Une tour, prise au hasard : quarante étages, deux mille habitants, un véritable univers à part, hors du monde, enclave de béton et de verre. On s'y sent si bien que l'on ne veut plus la quitter. Un à un, les habitants de la tour se cloîtrent dans le bâtiment et ne sortent même plus pour aller travailler. Un à un, les ascenseurs se dérèglent et tombent en panne. Un à un, les étages sont privés d'électricité. Un à un, les pare-brise des voitures garées sur les parkings environnants sont pulvérisés par des objets qui dégringolent des étages. Un à un, les habitants deviennent fous et retournent à une barbarie ancestrale où il convient de s'annexer un territoire et de le préserver des virées ennemies.

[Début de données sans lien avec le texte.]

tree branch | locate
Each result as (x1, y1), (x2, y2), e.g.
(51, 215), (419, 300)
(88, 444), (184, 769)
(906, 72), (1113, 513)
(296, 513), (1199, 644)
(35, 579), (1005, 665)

Une à une, les tours quittent la civilisation et se convertissent à la philosophie néandertalienne.
Voilà un roman encore plus effrayant que Crash. L'univers imaginaire de Ballard est proprement étonnant. Il se construit sur nos infrastructures les plus quotidiennes mais le monument qui s'érige peu à peu devant nos yeux médusés ne ressemble à rien de connu. C'est une statue à la Ballard, une singulière étude sociale qui se fonde sur le pourrissement des règles de la vie ordinaire et des conventions morales. On a beau se répéter que cela ne peut arriver, on a envie d'y croire, rien que pour voir comment ce dérapage va se terminer. Par curiosité morbide, en somme.
Ballard est loin de ciseler une écriture imagée dans le style Brussolo. Néanmoins, ses descriptions relèvent d'une horreur subtile et profonde.

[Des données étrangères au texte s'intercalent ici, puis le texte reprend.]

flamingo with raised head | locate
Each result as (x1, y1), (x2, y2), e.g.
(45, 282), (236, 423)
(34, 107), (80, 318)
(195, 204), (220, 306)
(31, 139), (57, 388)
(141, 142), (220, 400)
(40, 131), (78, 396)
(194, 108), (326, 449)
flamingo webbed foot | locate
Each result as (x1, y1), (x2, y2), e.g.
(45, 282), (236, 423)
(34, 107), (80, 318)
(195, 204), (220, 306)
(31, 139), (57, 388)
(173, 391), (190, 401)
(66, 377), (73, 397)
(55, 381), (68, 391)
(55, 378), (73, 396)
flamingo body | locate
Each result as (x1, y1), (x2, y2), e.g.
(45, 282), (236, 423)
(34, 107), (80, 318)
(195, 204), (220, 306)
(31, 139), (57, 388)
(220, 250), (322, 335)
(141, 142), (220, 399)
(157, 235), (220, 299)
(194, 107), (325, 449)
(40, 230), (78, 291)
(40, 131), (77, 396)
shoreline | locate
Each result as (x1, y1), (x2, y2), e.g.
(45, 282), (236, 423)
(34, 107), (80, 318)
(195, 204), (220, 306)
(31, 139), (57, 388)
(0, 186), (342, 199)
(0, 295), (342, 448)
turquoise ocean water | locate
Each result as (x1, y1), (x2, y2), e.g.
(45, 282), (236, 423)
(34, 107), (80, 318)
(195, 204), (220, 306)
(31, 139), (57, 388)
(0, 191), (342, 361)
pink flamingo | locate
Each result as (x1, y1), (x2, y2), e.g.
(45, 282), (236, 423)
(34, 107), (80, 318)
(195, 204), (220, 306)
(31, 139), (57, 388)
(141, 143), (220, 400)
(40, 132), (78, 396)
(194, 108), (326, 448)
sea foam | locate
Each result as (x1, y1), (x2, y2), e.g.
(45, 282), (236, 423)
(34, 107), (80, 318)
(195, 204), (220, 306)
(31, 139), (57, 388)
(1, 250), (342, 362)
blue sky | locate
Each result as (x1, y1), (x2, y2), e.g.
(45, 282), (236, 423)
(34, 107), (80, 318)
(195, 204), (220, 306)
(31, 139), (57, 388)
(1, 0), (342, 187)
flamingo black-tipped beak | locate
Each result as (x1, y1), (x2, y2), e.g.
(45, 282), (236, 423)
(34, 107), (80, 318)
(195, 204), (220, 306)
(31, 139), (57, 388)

La tour infernale, à côté, c'est de la gnognotte !
Après la route, les tours : Ballard continue de piocher ses dangereuses visions du présent dans une « débauche de fictions » qui ne font plus partie, et depuis longtemps, de la fiction qu'elle soit science-f ou speculative-f. Mais cette fois le projet dérape : autant il était facile d'accepter les névroses individuelles des héros de Crashou de L'île de béton,autant la folie belliqueuse dans laquelle s'enfoncent les 2 000 habitants d'un « Immeuble de Grande Hauteur » paraît fabriquée, et de toute façon aussi fausse sociologiquement que psychologiquement. La géographie spacieuse du luxueux penthouse rend inadéquat l'effet de stress qui saisit ses locataires comme des rats de laboratoire soumis à une surpopulation artificielle, et leur appartenance à une même classe sociale aisée rend improbable leur lutte fratricide (on verrait mieux les habitants faire bloc contre une invasion extérieure). Ceci posé, l'ouvrage est encore plus révulsant que les deux précédents, et c'est peut-être là, finalement, l'image ambiguë de sa réussite — au moins une certaine réussite. Reste à savoir si le regard porté est narquois, ou bien s'il reflète d'éventuelles névroses sadomasochistes de l'auteur. Quoi qu'en pense Robert Louit, l'écriture très au premier degré du roman nous inclinerait à choisir la seconde hypothèse.